Here’s Why Bitcoin is Falling Despite the Fed’s Rate Cut
December 11, 2025
In brief
- Bitcoin’s post-Fed drop is a classic “sell the fact” move, with traders having fully priced in the cut ahead of the announcement, Decrypt was told.
- A key risk is the 2026 U.S. election, which could spur fiscal stimulus and reignite inflation, pushing long-term rates higher and pressuring Bitcoin, an analyst said.
- AI-driven capital expenditure is also seen as a source of sticky inflation, further limiting the potential upside from monetary easing.
Bitcoin continues to trend lower even as the U.S. Federal Reserve slashed interest rates by 25 basis points on Wednesday.
“Fed officials used hedged language as they analyzed economic growth, inflation, unemployment, and the potential path of interest rates,” John Haar, managing director of Bitcoin financial services firm Swan Bitcoin, told Decrypt. He added that the Fed’s “reserve management purchases” of T-Bills this week, with an expectation to buy $40 billion over 30 days, “reflects the Fed’s first balance sheet expansion since it began QT in mid-2022, except for the March 2023 banking crisis.”
Easing interest rates promotes borrowing at lower prices, which is generally considered bullish for risk assets.
Still, Bitcoin is down 2% over the past 24 hours and is trading just under $90,200, according to CoinGecko data.

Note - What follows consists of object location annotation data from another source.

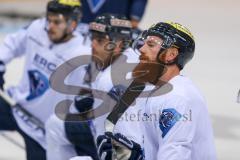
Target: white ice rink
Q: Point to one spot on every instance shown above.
(215, 68)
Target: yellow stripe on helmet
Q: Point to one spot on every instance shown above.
(72, 3)
(181, 28)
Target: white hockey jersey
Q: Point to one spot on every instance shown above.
(111, 84)
(176, 125)
(42, 57)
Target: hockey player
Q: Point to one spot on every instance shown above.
(46, 43)
(176, 125)
(110, 38)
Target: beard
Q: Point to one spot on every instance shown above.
(148, 71)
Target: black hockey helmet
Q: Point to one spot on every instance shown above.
(68, 8)
(173, 35)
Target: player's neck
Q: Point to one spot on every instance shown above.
(171, 72)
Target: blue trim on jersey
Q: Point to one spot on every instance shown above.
(168, 119)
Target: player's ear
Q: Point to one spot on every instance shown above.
(73, 25)
(171, 54)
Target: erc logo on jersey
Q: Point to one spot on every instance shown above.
(38, 84)
(168, 119)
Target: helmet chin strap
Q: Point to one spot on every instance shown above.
(164, 63)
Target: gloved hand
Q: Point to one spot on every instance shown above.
(84, 102)
(116, 146)
(2, 71)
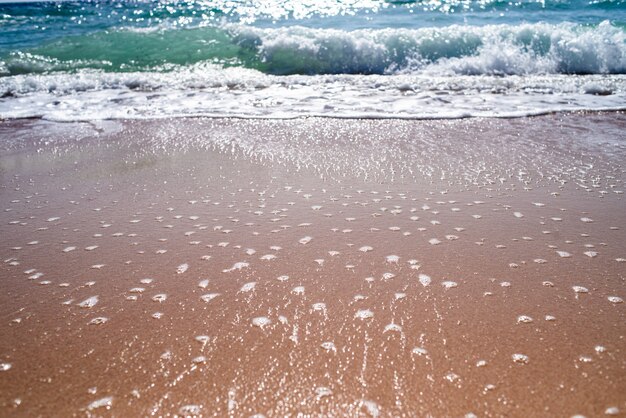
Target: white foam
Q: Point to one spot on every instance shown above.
(209, 297)
(106, 403)
(190, 410)
(237, 266)
(161, 297)
(392, 259)
(364, 314)
(520, 358)
(329, 346)
(89, 302)
(261, 321)
(424, 279)
(248, 287)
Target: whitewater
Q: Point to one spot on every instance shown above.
(369, 59)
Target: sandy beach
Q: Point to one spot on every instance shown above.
(314, 267)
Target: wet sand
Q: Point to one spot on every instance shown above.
(319, 267)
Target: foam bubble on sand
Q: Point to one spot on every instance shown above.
(392, 328)
(424, 279)
(420, 351)
(106, 403)
(329, 346)
(190, 410)
(237, 266)
(372, 408)
(322, 392)
(248, 287)
(364, 314)
(89, 302)
(319, 306)
(209, 297)
(99, 320)
(261, 321)
(199, 359)
(452, 377)
(520, 358)
(159, 298)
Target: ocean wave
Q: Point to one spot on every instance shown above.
(213, 90)
(497, 50)
(537, 48)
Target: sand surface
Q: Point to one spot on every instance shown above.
(320, 267)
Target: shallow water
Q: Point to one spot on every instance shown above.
(376, 59)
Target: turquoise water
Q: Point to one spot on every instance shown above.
(85, 54)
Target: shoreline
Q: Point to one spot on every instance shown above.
(314, 266)
(538, 114)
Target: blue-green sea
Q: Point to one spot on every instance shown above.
(335, 58)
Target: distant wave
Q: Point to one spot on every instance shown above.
(538, 48)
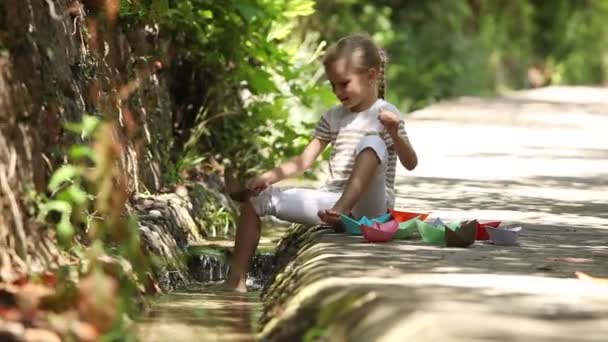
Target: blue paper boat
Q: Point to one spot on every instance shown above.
(353, 227)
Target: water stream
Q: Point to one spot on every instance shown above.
(201, 312)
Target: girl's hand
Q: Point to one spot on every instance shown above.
(390, 121)
(258, 184)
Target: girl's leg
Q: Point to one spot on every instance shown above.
(245, 244)
(366, 187)
(290, 204)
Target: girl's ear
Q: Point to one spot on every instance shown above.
(372, 74)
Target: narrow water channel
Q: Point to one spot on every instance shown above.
(201, 312)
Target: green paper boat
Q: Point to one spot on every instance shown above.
(431, 233)
(353, 227)
(383, 218)
(407, 229)
(461, 235)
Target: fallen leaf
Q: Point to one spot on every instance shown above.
(40, 335)
(585, 277)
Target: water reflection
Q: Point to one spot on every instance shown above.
(201, 313)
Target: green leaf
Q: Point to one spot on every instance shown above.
(63, 174)
(85, 128)
(77, 195)
(296, 8)
(65, 230)
(248, 10)
(78, 152)
(60, 206)
(261, 82)
(206, 14)
(89, 124)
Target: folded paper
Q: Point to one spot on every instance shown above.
(506, 236)
(353, 227)
(402, 216)
(380, 232)
(461, 235)
(431, 233)
(407, 229)
(482, 234)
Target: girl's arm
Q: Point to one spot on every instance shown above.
(405, 151)
(292, 167)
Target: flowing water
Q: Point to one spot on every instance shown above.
(201, 312)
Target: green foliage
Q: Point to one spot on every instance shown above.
(440, 49)
(255, 79)
(87, 197)
(214, 217)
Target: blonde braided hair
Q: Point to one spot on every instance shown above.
(361, 53)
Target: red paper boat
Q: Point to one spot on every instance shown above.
(376, 234)
(481, 233)
(402, 216)
(389, 226)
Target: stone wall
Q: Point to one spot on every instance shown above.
(59, 60)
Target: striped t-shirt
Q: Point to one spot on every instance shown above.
(344, 130)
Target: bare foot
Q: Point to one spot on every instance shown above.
(332, 218)
(235, 285)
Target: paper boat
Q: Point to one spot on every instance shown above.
(383, 218)
(438, 222)
(353, 227)
(390, 226)
(431, 233)
(461, 235)
(407, 229)
(506, 236)
(379, 232)
(402, 216)
(482, 234)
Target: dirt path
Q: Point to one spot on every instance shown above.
(536, 158)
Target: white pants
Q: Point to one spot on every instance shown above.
(300, 205)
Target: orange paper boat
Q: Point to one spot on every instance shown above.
(380, 232)
(402, 216)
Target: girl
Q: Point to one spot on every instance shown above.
(367, 135)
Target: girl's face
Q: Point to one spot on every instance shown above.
(355, 90)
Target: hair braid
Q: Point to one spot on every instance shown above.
(381, 73)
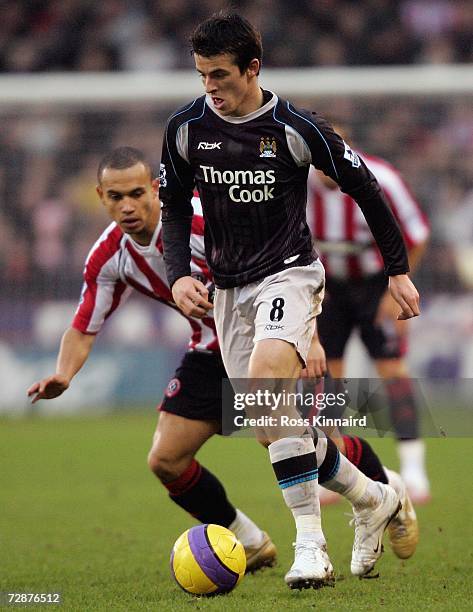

Users on prediction market Myriad, owned by Decrypt’s parent company Dastan, reflected this bearish sentiment, assigning just a 17% chance to a 2025 “Santa rally,” while the chances of Bitcoin rallying to $100,000 rather than dropping to $69,000 dropped by 5% overnight.
The decline reflects the market pricing in a constrained future where the benefits of the current cut are outweighed by longer-term economic risks, Decrypt was told.
“Bitcoin’s decline after the rate cut is not a reaction to the cut itself, but rather the market pre-pricing a more complex future macro environment,” Tim Sun, senior researcher at HashKey Group, told Decrypt. The market had “fully priced in the cuts ahead of time,” Sun said.
The primary concern among analysts is that the room for further easing is shrinking.
Although Fed Chairman Jerome Powell did not provide explicit hawkish guidance, the Fed dot plot indicates rate-cut expectations for 2026 have been revised downward, suggesting the easing cycle is nearing its end.
Sun pointed to a looming political and economic pivot in 2026 as a critical risk.
“The U.S. will hold midterm elections in 2026, and the Trump administration will need looser fiscal policy and a more dovish Fed to maintain economic and market prosperity. This means the U.S. could briefly see a policy mix of fiscal stimulus plus monetary easing,” the analyst said.
However, he added, “such a combination is highly prone to rekindling inflation, pushing long-term rates higher again.” Once long-term rates rise, he added, “global risk assets come under pressure—including Bitcoin, which is sensitive to interest rates.”
An AI-driven uptick in capital expenditure, inflating energy and infrastructure costs, could also create a more persistent, or “sticky,” inflation environment, he added.